Meet Keison Wilkins. He faked a heart attack in court but no one bought it.
Which reminded me of a call for an unconscious subject.
Code 3. At the city jail.
We’re always at the jail for some silliness like cut fingers and stubbed toes that the jail nurse always claims that she can’t handle, in addition to the fools who think getting placed on a psych hold for a couple of days by pretending to be suicidal gets them out of jail.
We enter and are told that an inmate is unresponsive on his cell floor. The cops tell us they think he’s playing possum and trying to trick his way out of jail. Which is totally stupid on his part because being taken to the hospital is just going to prolong his jail stay. Plus no cop is going to let some inmate escape from the hospital. Too much paperwork.

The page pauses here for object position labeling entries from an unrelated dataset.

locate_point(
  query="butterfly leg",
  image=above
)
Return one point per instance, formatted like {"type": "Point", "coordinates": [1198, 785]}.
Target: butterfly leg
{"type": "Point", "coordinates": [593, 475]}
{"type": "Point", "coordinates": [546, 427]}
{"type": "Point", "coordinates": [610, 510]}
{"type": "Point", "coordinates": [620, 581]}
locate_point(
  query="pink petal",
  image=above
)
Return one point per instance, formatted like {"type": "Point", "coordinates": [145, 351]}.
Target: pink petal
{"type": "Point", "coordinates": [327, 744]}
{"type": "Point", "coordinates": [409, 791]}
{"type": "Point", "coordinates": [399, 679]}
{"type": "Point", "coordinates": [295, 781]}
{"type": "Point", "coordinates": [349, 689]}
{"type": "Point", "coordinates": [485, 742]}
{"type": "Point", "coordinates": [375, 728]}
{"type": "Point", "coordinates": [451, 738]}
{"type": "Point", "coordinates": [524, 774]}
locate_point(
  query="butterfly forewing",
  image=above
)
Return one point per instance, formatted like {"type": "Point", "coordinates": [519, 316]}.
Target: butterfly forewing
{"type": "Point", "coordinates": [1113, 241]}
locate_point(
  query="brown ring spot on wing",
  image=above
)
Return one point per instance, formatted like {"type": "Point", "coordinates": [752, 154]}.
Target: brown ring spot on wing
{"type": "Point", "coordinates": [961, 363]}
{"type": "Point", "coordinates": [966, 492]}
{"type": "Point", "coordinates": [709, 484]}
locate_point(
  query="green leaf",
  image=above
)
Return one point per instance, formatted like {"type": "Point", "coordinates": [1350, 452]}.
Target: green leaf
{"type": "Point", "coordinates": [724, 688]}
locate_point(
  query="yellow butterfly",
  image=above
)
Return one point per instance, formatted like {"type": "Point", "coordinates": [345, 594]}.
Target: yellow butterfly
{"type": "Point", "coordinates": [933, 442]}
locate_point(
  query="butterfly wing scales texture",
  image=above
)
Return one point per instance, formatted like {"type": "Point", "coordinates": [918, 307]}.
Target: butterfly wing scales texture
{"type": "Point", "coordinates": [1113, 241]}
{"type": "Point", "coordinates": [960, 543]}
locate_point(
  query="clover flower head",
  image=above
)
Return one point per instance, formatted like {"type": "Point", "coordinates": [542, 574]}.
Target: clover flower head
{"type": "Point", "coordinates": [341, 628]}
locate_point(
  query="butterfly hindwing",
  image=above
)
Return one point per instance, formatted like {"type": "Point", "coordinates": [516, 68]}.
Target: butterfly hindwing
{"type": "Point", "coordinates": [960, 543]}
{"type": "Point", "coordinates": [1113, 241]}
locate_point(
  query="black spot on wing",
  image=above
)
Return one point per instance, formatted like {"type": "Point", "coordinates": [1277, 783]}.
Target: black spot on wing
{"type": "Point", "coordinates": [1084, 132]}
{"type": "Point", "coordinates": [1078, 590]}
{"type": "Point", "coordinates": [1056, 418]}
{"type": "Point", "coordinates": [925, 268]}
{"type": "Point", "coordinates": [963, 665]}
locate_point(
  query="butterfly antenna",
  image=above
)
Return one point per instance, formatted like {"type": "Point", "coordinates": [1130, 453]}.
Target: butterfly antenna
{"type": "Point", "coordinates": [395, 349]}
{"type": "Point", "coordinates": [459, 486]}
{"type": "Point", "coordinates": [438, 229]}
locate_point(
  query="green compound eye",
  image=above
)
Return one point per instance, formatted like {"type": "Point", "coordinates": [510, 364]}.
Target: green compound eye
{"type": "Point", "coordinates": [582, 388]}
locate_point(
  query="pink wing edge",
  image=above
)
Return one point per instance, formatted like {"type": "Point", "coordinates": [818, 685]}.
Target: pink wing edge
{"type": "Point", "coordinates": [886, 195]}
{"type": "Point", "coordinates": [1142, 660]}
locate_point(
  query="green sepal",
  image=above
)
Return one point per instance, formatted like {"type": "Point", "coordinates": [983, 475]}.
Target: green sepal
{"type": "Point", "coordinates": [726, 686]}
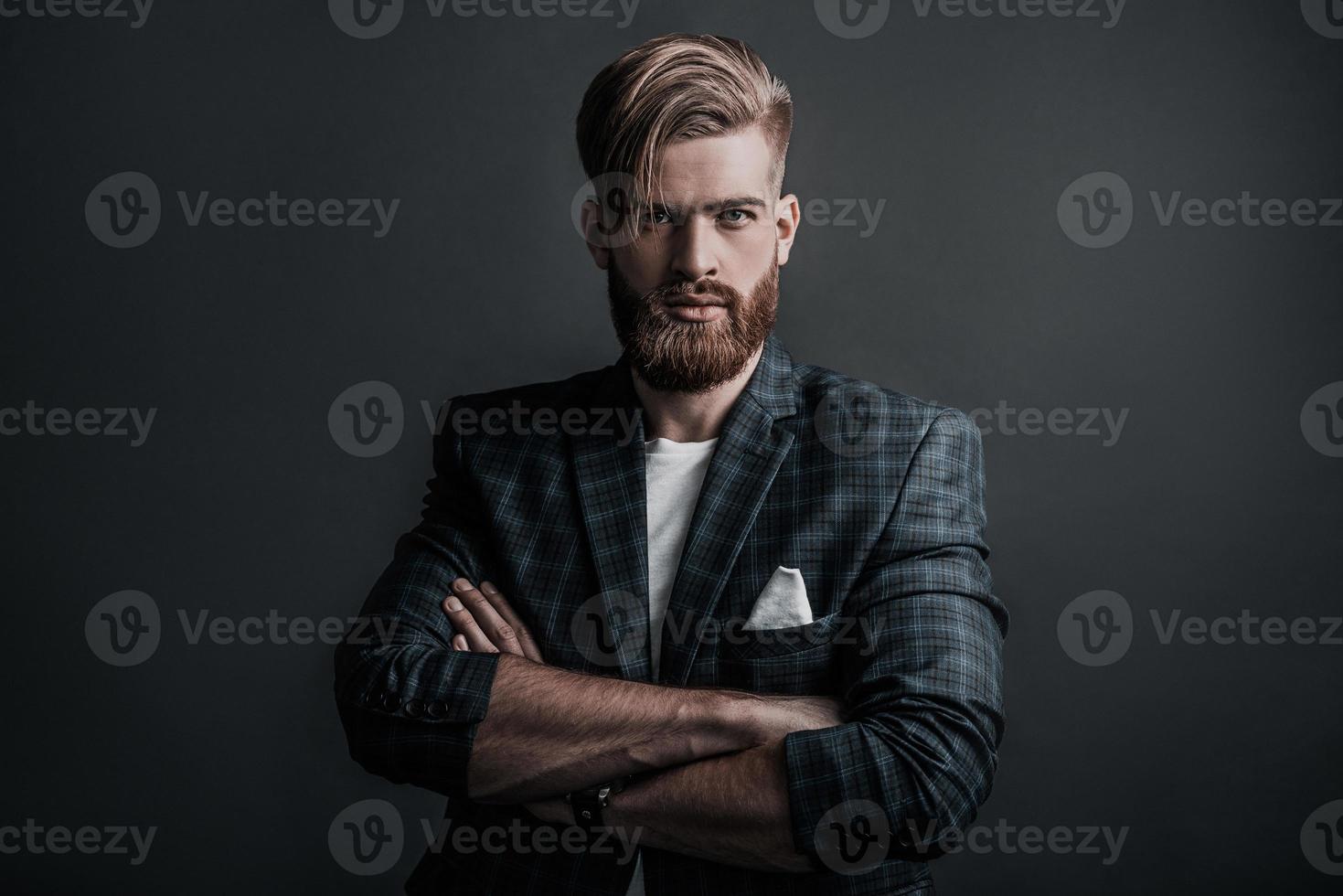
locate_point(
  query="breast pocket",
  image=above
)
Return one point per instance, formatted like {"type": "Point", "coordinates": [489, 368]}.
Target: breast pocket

A big, scumbag-looking guy is lying in the middle of his cell floor. He’s still in his street clothes and was supposedly arrested for assault or something like that. For once, the cops actually want to hang on to this guy and avoid the hospital if at all possible because of the felony charges. I was surprised. Usually they send everyone to the ED or the psych hospital, and usually for no good reason.
A series of our “tests” (the details of which will remain undisclosed) quickly satisfy everyone that he’s totally faking it, but he’s doing a good job of appearing unresponsive.
I forget where exactly we got them, but my partner F has a few ammonia smelling salt capsules with him. F is a little cranky and puts a broken capsule in the patient’s nostril. He flinches ever so slightly but otherwise does a really good job of remaining outwardly unresponsive, while his eyes start streaming tears. A lot of tears.
F looks at the sergeant, “You guys good with this?”
We see the some of the cops later. They say the patient got up after we left and sat on the bench, all pissed off that his little episode didn’t work.